Potatoes are starchy vegetables — but still vegetables. According to the new food guide, half of our plate should consist of vegetables and fruits. This spud can support some of your daily nutrients: 27% of vitamins C and B6, and 15% of dietary fiber.
Sadly, mashed potatoes may be loaded with butter, bacon, sour cream and mounds of cheese (among other heavy-weight toppings). Strip the toppings and get back to the basics. Leave the skins on when making the mash, adding fiber and potassium. Use skim milk, low-fat plain yogurt or Greek yogurt for the creamy consistency. Your remixed mashed potatoes will total one-fifth the original calories.
Meatloaf is a classic suppertime meal. But using fattier cuts of ground beef (less than 95% beef, 5% fat) can really undercut your health and fitness goals. One loaf may have a density of over 3,500 calories, 250 grams of fat and 3,000 milligrams of sodium.
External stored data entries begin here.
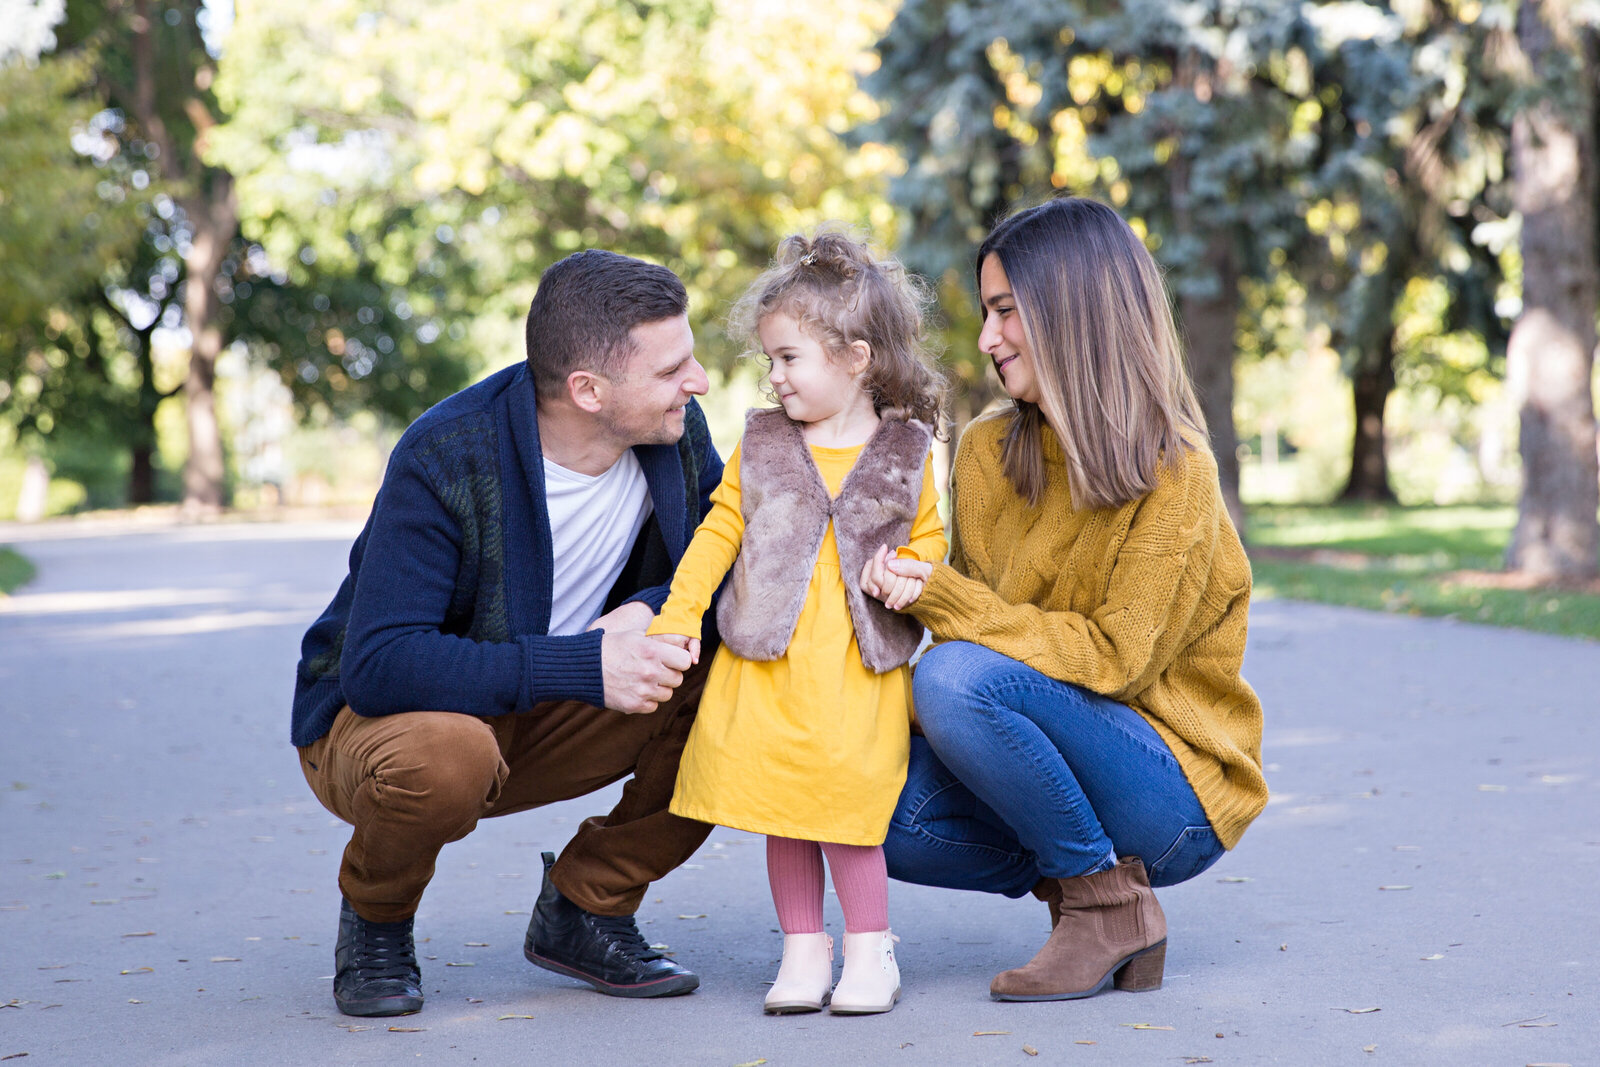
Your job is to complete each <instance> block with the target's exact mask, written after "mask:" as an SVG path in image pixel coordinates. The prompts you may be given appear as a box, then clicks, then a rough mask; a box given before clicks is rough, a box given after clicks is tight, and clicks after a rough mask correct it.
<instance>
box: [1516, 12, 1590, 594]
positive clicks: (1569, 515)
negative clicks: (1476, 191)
mask: <svg viewBox="0 0 1600 1067" xmlns="http://www.w3.org/2000/svg"><path fill="white" fill-rule="evenodd" d="M1581 8H1584V5H1579V3H1565V2H1562V0H1522V3H1518V5H1517V22H1515V26H1517V35H1515V45H1517V48H1515V51H1514V54H1512V56H1510V61H1512V64H1514V66H1515V69H1517V72H1518V74H1520V75H1522V80H1523V85H1525V93H1523V94H1522V98H1520V99H1518V106H1517V110H1515V118H1514V122H1512V168H1514V174H1515V197H1517V210H1518V213H1520V214H1522V259H1523V277H1522V314H1520V315H1518V317H1517V325H1515V326H1514V328H1512V334H1510V347H1509V350H1507V376H1509V379H1510V382H1512V387H1514V395H1515V400H1517V403H1518V410H1520V416H1522V469H1523V486H1522V499H1520V502H1518V509H1517V530H1515V533H1514V534H1512V542H1510V547H1509V550H1507V557H1506V563H1507V566H1509V568H1510V569H1515V571H1523V573H1526V574H1530V576H1533V577H1536V579H1542V581H1549V579H1587V577H1594V576H1595V573H1597V550H1600V525H1597V520H1595V512H1597V509H1600V472H1597V461H1595V408H1594V403H1595V402H1594V378H1592V376H1594V349H1595V309H1597V306H1600V253H1597V243H1595V194H1597V182H1595V163H1597V160H1595V125H1594V123H1595V77H1597V74H1600V66H1597V64H1595V50H1597V38H1595V26H1594V24H1592V22H1589V21H1586V19H1592V18H1594V16H1592V14H1590V13H1587V11H1582V10H1581Z"/></svg>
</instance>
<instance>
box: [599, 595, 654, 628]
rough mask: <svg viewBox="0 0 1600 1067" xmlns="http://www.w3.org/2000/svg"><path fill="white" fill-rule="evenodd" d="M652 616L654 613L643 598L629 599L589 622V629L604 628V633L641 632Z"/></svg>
mask: <svg viewBox="0 0 1600 1067" xmlns="http://www.w3.org/2000/svg"><path fill="white" fill-rule="evenodd" d="M654 617H656V613H654V611H651V608H650V605H646V603H645V601H643V600H629V601H627V603H626V605H618V606H616V608H611V609H610V611H606V613H605V614H603V616H600V617H598V619H595V621H594V622H590V624H589V629H590V630H605V632H606V633H619V632H626V633H643V632H645V629H646V627H650V621H651V619H654Z"/></svg>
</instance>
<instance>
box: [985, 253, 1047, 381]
mask: <svg viewBox="0 0 1600 1067" xmlns="http://www.w3.org/2000/svg"><path fill="white" fill-rule="evenodd" d="M978 296H979V299H981V301H982V304H984V328H982V331H981V333H979V334H978V349H979V350H981V352H984V355H987V357H989V358H990V360H994V365H995V371H997V373H998V374H1000V384H1002V386H1005V390H1006V394H1008V395H1010V397H1011V398H1013V400H1022V402H1026V403H1038V376H1037V373H1035V370H1034V350H1032V349H1030V347H1029V344H1027V338H1026V336H1024V334H1022V318H1021V315H1019V314H1018V310H1016V298H1014V296H1013V294H1011V283H1010V282H1008V280H1006V277H1005V267H1002V266H1000V256H995V254H992V253H990V254H989V256H986V258H984V266H982V270H979V275H978Z"/></svg>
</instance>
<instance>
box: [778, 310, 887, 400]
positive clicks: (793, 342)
mask: <svg viewBox="0 0 1600 1067" xmlns="http://www.w3.org/2000/svg"><path fill="white" fill-rule="evenodd" d="M755 334H757V336H758V338H760V339H762V352H765V354H766V358H768V360H770V362H771V370H770V371H768V373H766V381H770V382H771V384H773V392H776V394H778V402H779V403H782V405H784V413H786V414H787V416H789V418H790V419H794V421H795V422H822V421H826V419H830V418H834V416H837V414H840V413H842V411H845V410H848V408H851V406H854V405H858V403H859V402H861V397H862V395H864V390H862V389H861V379H859V374H861V371H862V370H866V363H867V358H866V355H864V354H859V352H858V354H856V357H858V358H854V360H853V362H851V363H848V365H846V363H845V362H843V360H835V358H834V357H830V355H829V354H827V349H824V347H822V346H821V342H818V339H816V338H813V336H811V334H808V333H806V331H805V330H802V328H800V323H798V322H795V318H794V315H786V314H782V312H779V314H774V315H768V317H766V318H763V320H762V322H760V323H758V325H757V328H755Z"/></svg>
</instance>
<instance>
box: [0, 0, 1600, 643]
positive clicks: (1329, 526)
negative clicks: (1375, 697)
mask: <svg viewBox="0 0 1600 1067" xmlns="http://www.w3.org/2000/svg"><path fill="white" fill-rule="evenodd" d="M1566 6H1568V5H1560V3H1549V2H1547V3H1533V2H1530V3H1520V5H1518V3H1510V2H1501V3H1480V2H1477V0H1395V2H1392V3H1366V2H1363V0H1339V2H1326V3H1312V2H1298V3H1293V2H1291V3H1280V2H1275V0H1232V2H1227V3H1222V2H1210V3H1205V2H1186V0H1165V2H1154V0H1128V2H1125V3H1067V2H1059V0H1040V2H1035V3H1027V5H1019V3H1006V2H998V0H966V2H957V0H906V2H904V3H896V2H893V0H858V2H851V0H811V2H808V3H803V5H797V3H789V2H778V0H638V2H634V3H616V2H611V0H560V2H558V0H451V2H438V0H392V2H390V3H384V5H374V3H366V2H357V0H317V2H315V3H312V2H309V0H275V2H272V3H266V2H258V3H248V5H240V8H238V10H237V11H235V10H234V5H232V3H229V0H218V2H216V3H197V2H194V0H184V2H178V3H173V2H166V0H139V2H134V0H107V2H102V3H88V2H78V0H0V520H10V518H21V520H38V518H45V517H51V515H61V514H70V512H83V510H93V509H120V507H130V506H163V504H165V506H168V507H184V509H187V512H189V514H206V512H213V510H216V509H235V510H243V512H285V510H290V509H326V507H336V509H344V510H346V512H347V514H350V515H360V514H362V512H363V510H365V507H366V506H368V504H370V501H371V496H373V493H374V490H376V485H378V480H379V477H381V474H382V466H384V461H386V456H387V450H389V448H390V446H392V443H394V440H395V438H397V435H398V432H400V430H402V429H403V427H405V424H406V422H408V421H410V419H413V418H414V416H416V414H419V413H421V411H422V410H426V408H427V406H429V405H430V403H434V402H437V400H440V398H442V397H445V395H448V394H450V392H453V390H456V389H459V387H462V386H466V384H469V382H472V381H475V379H478V378H482V376H485V374H488V373H491V371H494V370H499V368H502V366H506V365H507V363H512V362H515V360H518V358H522V336H520V334H522V315H523V314H525V310H526V306H528V301H530V298H531V294H533V291H534V288H536V285H538V278H539V274H541V270H542V269H544V267H547V266H549V264H550V262H554V261H557V259H560V258H562V256H565V254H568V253H571V251H574V250H579V248H586V246H603V248H611V250H616V251H622V253H629V254H635V256H643V258H648V259H653V261H658V262H662V264H666V266H669V267H672V269H674V270H677V272H678V274H680V275H682V277H683V280H685V283H686V285H688V288H690V296H691V318H693V325H694V330H696V336H698V341H699V352H701V357H702V362H704V363H706V365H707V366H709V368H710V371H712V382H714V392H712V395H710V397H709V398H707V405H706V406H707V411H709V414H710V419H712V426H714V430H715V434H717V438H718V443H720V445H722V446H723V448H725V450H726V448H730V446H731V445H733V440H734V435H736V434H738V427H739V424H741V413H742V410H744V408H746V406H747V405H750V403H757V402H758V392H757V387H755V373H754V366H752V365H749V363H744V362H741V360H739V358H738V357H739V350H738V347H736V346H734V344H733V342H731V341H730V339H728V338H726V336H725V330H723V322H722V317H723V314H725V310H726V307H728V304H730V302H731V301H733V299H734V298H736V296H738V293H739V291H741V288H742V286H744V285H746V283H747V282H749V280H750V278H752V277H754V274H755V272H757V270H760V269H762V267H763V266H765V262H766V259H768V256H770V254H771V251H773V248H774V245H776V242H778V240H779V238H781V237H782V235H786V234H789V232H794V230H797V229H808V227H814V226H818V224H821V222H824V221H834V222H840V224H845V226H851V227H856V229H858V230H861V232H864V234H867V235H869V237H870V238H872V240H875V242H877V243H878V245H880V246H883V248H886V250H890V251H894V253H896V254H899V256H901V258H904V259H906V262H907V264H909V266H910V267H914V269H915V270H918V272H922V274H923V275H926V277H928V278H930V280H931V282H933V283H934V285H936V290H938V293H939V298H941V301H939V307H938V309H936V315H934V322H936V326H938V331H939V333H941V336H942V339H944V346H946V360H947V363H949V366H950V371H952V374H954V376H955V379H957V382H958V390H957V398H955V403H954V408H952V411H950V418H952V427H954V432H957V434H958V430H960V426H963V424H965V422H966V421H968V419H971V418H973V416H974V414H976V413H979V411H982V410H984V406H986V405H989V403H994V402H995V397H997V389H995V384H994V374H992V371H990V370H989V366H987V360H986V358H982V357H981V355H979V354H978V350H976V330H978V320H976V317H974V314H973V296H971V253H973V248H974V246H976V242H978V240H981V237H982V235H984V232H986V230H987V227H989V226H992V224H994V222H995V221H997V219H998V218H1002V216H1003V214H1005V213H1006V211H1010V210H1013V208H1014V206H1018V205H1027V203H1037V202H1038V200H1042V198H1045V197H1050V195H1054V194H1058V192H1075V194H1085V195H1094V197H1099V198H1102V200H1106V202H1109V203H1112V205H1115V206H1117V208H1118V210H1120V211H1123V214H1125V216H1126V218H1128V219H1130V221H1131V222H1133V226H1134V227H1136V229H1138V230H1139V232H1141V235H1144V237H1146V242H1147V245H1149V248H1150V250H1152V251H1154V253H1155V256H1157V259H1158V261H1160V262H1162V266H1163V267H1165V269H1166V270H1168V280H1170V283H1171V290H1173V299H1174V307H1176V309H1178V312H1179V318H1181V322H1182V325H1184V330H1186V334H1187V341H1189V352H1190V362H1192V365H1194V370H1195V378H1197V381H1198V384H1200V387H1202V394H1203V398H1205V408H1206V414H1208V419H1210V422H1211V430H1213V445H1214V446H1216V451H1218V454H1219V459H1222V470H1224V483H1226V490H1227V491H1229V493H1230V496H1232V498H1234V502H1235V504H1238V506H1240V507H1238V509H1237V512H1235V515H1237V518H1238V520H1240V523H1242V525H1243V526H1245V530H1246V533H1248V536H1250V539H1251V542H1253V544H1254V545H1256V547H1258V549H1259V552H1258V555H1256V568H1258V584H1261V585H1262V587H1270V585H1272V584H1274V582H1277V584H1278V585H1280V587H1282V589H1283V590H1290V592H1293V590H1294V589H1296V585H1294V582H1296V581H1301V582H1302V584H1304V579H1306V573H1302V571H1306V566H1302V565H1315V566H1334V565H1338V560H1328V558H1323V560H1309V558H1307V553H1309V552H1310V550H1314V549H1318V547H1323V549H1326V547H1330V545H1333V547H1341V545H1342V547H1344V549H1349V552H1350V553H1354V555H1358V557H1363V558H1365V560H1366V561H1368V563H1371V560H1376V558H1387V560H1390V561H1394V560H1400V563H1395V565H1394V566H1389V568H1387V569H1384V568H1378V569H1379V571H1382V573H1381V574H1379V576H1378V579H1376V584H1374V585H1373V589H1371V590H1368V592H1370V595H1371V597H1374V598H1378V601H1379V603H1382V605H1389V606H1392V605H1390V603H1389V601H1392V600H1394V597H1387V598H1386V592H1387V593H1392V592H1394V589H1395V584H1394V582H1395V581H1402V584H1403V581H1405V579H1403V577H1402V579H1395V577H1394V574H1395V573H1402V574H1448V573H1456V571H1459V569H1477V571H1499V569H1501V568H1502V561H1504V552H1506V547H1507V541H1509V537H1510V533H1512V526H1514V525H1515V522H1517V517H1518V499H1520V498H1518V494H1520V491H1522V486H1523V485H1525V466H1526V462H1528V458H1526V456H1525V454H1523V450H1522V448H1520V446H1518V424H1520V419H1522V418H1523V403H1525V402H1526V398H1528V395H1538V394H1539V392H1541V373H1542V371H1541V366H1542V365H1541V363H1539V360H1531V362H1528V363H1526V365H1525V366H1523V370H1520V371H1518V370H1515V368H1517V358H1515V349H1517V346H1515V342H1512V341H1510V338H1512V331H1514V328H1515V326H1517V325H1518V317H1520V315H1522V314H1523V274H1525V256H1526V262H1528V264H1531V266H1530V270H1531V269H1534V266H1538V264H1539V262H1541V261H1539V259H1538V258H1536V256H1533V253H1530V250H1528V240H1530V234H1531V232H1533V230H1531V229H1525V227H1523V226H1522V222H1523V214H1522V211H1520V210H1518V208H1520V206H1522V202H1520V200H1518V195H1520V194H1518V174H1520V173H1526V168H1525V171H1518V168H1517V166H1515V160H1517V147H1515V144H1514V130H1517V123H1518V122H1528V117H1530V115H1534V117H1538V115H1539V114H1546V112H1549V110H1550V109H1552V107H1554V109H1555V110H1557V112H1560V114H1566V112H1562V110H1560V109H1563V107H1566V109H1570V110H1571V109H1576V110H1571V114H1574V115H1589V117H1590V120H1592V109H1594V80H1595V74H1594V70H1592V69H1589V67H1587V66H1586V62H1587V59H1586V56H1587V54H1592V53H1586V50H1584V42H1589V43H1592V40H1594V27H1592V26H1590V24H1587V22H1586V19H1587V18H1590V16H1589V14H1587V8H1584V6H1582V5H1571V11H1566ZM1541 11H1542V14H1539V13H1541ZM1536 14H1538V18H1542V19H1544V22H1546V24H1549V26H1554V27H1555V30H1557V32H1555V34H1554V35H1547V37H1554V43H1552V40H1546V42H1544V45H1541V43H1539V40H1534V38H1530V37H1528V32H1526V24H1528V19H1530V18H1534V16H1536ZM1518 19H1522V22H1518ZM1573 42H1576V43H1573ZM1539 48H1546V50H1547V51H1544V53H1539V51H1538V50H1539ZM1552 101H1555V102H1554V104H1552ZM1541 109H1542V110H1541ZM1584 109H1587V110H1584ZM1576 125H1578V126H1579V128H1581V126H1582V123H1581V122H1579V123H1576ZM1590 126H1592V122H1590ZM1594 155H1595V147H1594V138H1592V136H1587V134H1586V138H1579V142H1578V146H1576V149H1574V152H1573V160H1574V174H1579V171H1581V174H1579V178H1581V182H1587V184H1586V186H1584V187H1586V189H1587V190H1589V195H1587V216H1584V218H1587V224H1589V227H1590V229H1592V227H1594V192H1592V190H1594V181H1592V174H1590V171H1592V170H1594V162H1595V160H1594ZM1539 166H1547V163H1539ZM1574 181H1576V179H1574ZM1523 192H1526V190H1523ZM1557 229H1560V227H1557ZM1566 229H1568V230H1571V229H1573V227H1566ZM1578 229H1581V227H1578ZM1539 240H1544V238H1539ZM1534 251H1538V248H1536V250H1534ZM1562 256H1563V258H1566V259H1570V256H1566V253H1565V251H1562ZM1587 256H1589V262H1586V264H1582V267H1581V269H1582V270H1587V272H1589V275H1587V278H1589V280H1587V283H1586V285H1587V288H1586V290H1579V291H1578V298H1576V299H1579V301H1581V302H1582V301H1587V314H1586V315H1579V318H1584V317H1586V318H1587V320H1589V322H1587V330H1589V333H1587V334H1586V336H1587V344H1589V346H1592V344H1594V322H1592V320H1594V310H1595V299H1600V298H1597V296H1595V293H1597V285H1600V283H1597V282H1595V277H1600V269H1597V267H1595V264H1594V262H1592V261H1594V240H1592V235H1590V240H1589V243H1587ZM1549 258H1550V248H1546V250H1544V259H1549ZM1579 333H1581V331H1579ZM1507 349H1510V350H1512V352H1514V357H1512V360H1510V363H1512V368H1514V370H1512V374H1510V376H1507ZM1546 378H1547V379H1550V381H1554V373H1549V374H1546ZM1568 379H1571V374H1570V373H1568ZM1550 381H1544V392H1546V394H1549V392H1550ZM1562 389H1565V390H1566V405H1568V410H1571V406H1573V403H1576V405H1578V408H1581V410H1582V414H1584V416H1586V418H1589V424H1587V426H1589V429H1587V434H1589V456H1587V462H1589V467H1587V475H1584V477H1587V478H1590V480H1592V478H1594V421H1592V414H1594V389H1595V382H1594V370H1592V357H1590V360H1589V362H1587V363H1584V365H1582V379H1581V381H1578V382H1573V381H1566V382H1565V386H1562ZM1574 397H1576V400H1574ZM1568 451H1573V450H1571V448H1570V450H1568ZM1576 451H1578V453H1582V448H1578V450H1576ZM1549 462H1565V461H1562V459H1557V461H1552V459H1549V458H1547V456H1541V458H1538V461H1536V467H1538V466H1539V464H1549ZM1539 469H1542V467H1539ZM1328 504H1336V506H1334V507H1322V506H1328ZM1536 504H1538V501H1534V506H1536ZM1370 506H1376V507H1370ZM1394 506H1400V507H1394ZM1440 507H1443V509H1446V510H1445V512H1438V510H1437V509H1440ZM1528 507H1530V502H1528V501H1526V499H1525V498H1523V501H1522V509H1523V515H1525V518H1526V514H1528ZM1318 509H1320V510H1318ZM1429 509H1434V510H1429ZM1450 509H1454V510H1450ZM1424 512H1427V514H1429V515H1434V517H1435V518H1427V517H1426V515H1424ZM1438 515H1443V517H1445V518H1438ZM1341 523H1344V525H1342V526H1341ZM1350 523H1354V526H1352V525H1350ZM1362 523H1368V526H1362ZM1464 531H1466V533H1464ZM1470 531H1486V533H1485V534H1483V536H1482V537H1477V539H1474V537H1472V536H1470ZM1386 537H1387V539H1389V541H1386ZM1440 537H1445V541H1440ZM1274 553H1277V555H1274ZM1592 555H1594V550H1592V541H1590V549H1589V557H1590V558H1589V560H1587V571H1586V573H1576V574H1578V579H1576V581H1584V577H1586V574H1587V577H1592V574H1594V566H1595V560H1594V558H1592ZM1285 560H1288V563H1285ZM1408 560H1410V561H1408ZM1418 560H1421V561H1418ZM1514 563H1515V565H1517V566H1522V568H1523V569H1525V568H1526V563H1525V561H1518V560H1515V558H1514ZM1291 565H1293V566H1291ZM1275 566H1277V568H1286V566H1288V568H1291V569H1293V568H1299V569H1298V571H1294V573H1290V571H1285V569H1280V571H1274V568H1275ZM1363 566H1366V565H1363ZM1395 568H1398V571H1395ZM1366 569H1371V568H1370V566H1366ZM1514 569H1517V568H1514ZM1296 576H1298V577H1296ZM1541 576H1542V577H1547V576H1549V574H1547V573H1542V571H1541ZM1568 577H1571V573H1570V574H1568ZM1352 581H1354V579H1352ZM1341 582H1344V584H1347V582H1346V579H1342V577H1341V579H1334V584H1341ZM1491 592H1498V590H1491ZM1578 592H1579V593H1581V592H1582V590H1581V589H1579V590H1578ZM1301 593H1304V589H1301ZM1301 593H1296V595H1301ZM1312 595H1315V593H1312ZM1474 597H1477V600H1474ZM1421 600H1422V598H1421V595H1419V593H1418V595H1413V593H1408V592H1403V590H1402V593H1400V606H1403V608H1414V609H1435V608H1430V606H1427V605H1421ZM1590 600H1594V603H1592V605H1589V606H1587V608H1586V609H1587V611H1595V613H1597V617H1600V606H1597V605H1600V598H1590ZM1541 603H1546V601H1541ZM1571 603H1587V601H1582V600H1581V597H1578V595H1576V593H1574V598H1573V600H1571ZM1438 609H1443V611H1459V613H1466V614H1467V616H1469V617H1472V616H1474V613H1477V617H1491V616H1490V614H1483V611H1485V601H1483V593H1482V592H1480V593H1474V592H1466V593H1462V600H1461V601H1459V603H1456V601H1451V603H1446V605H1445V606H1443V608H1438ZM1528 611H1530V613H1533V614H1534V616H1538V614H1541V613H1542V614H1563V617H1565V613H1566V611H1568V606H1562V608H1560V609H1558V611H1544V609H1542V608H1538V606H1534V608H1528ZM1584 625H1589V624H1584ZM1594 625H1595V627H1600V622H1595V624H1594ZM1578 630H1579V632H1582V625H1579V627H1578ZM1597 632H1600V630H1597Z"/></svg>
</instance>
Knead your way toward a slimmer version. To trim the fat, select a leaner cut of beef or ground turkey breast — saving about 70 calories and nine grams of fat. Plus, using egg whites (instead of whole eggs) cuts out over seven grams of fat, 215 milligrams of cholesterol and 60 calories, and increases protein by three grams. Use two egg whites for every one egg. Also, to help offset the drier lean meat, mix in sliced vegetables (like mushrooms) or low-fat milk.
A six-inch personal cheese pizza from Pizza Hut is 590 calories. The same pizza at Papa John’s is 720 calories. This game-time favorite pie is bubbling over with grease and fat. Get creative in the kitchen and make your own personal pizza.
Put a new spin on your pizza with fresh ingredients and whole wheat dough. Layer sliced fruits, vegetables and herbs (like pineapple, tomatoes, bell peppers and basil) as your toppings. Sprinkle on a little mozzarella and provolone — 100 calories per quarter-cup — and bake it in the oven.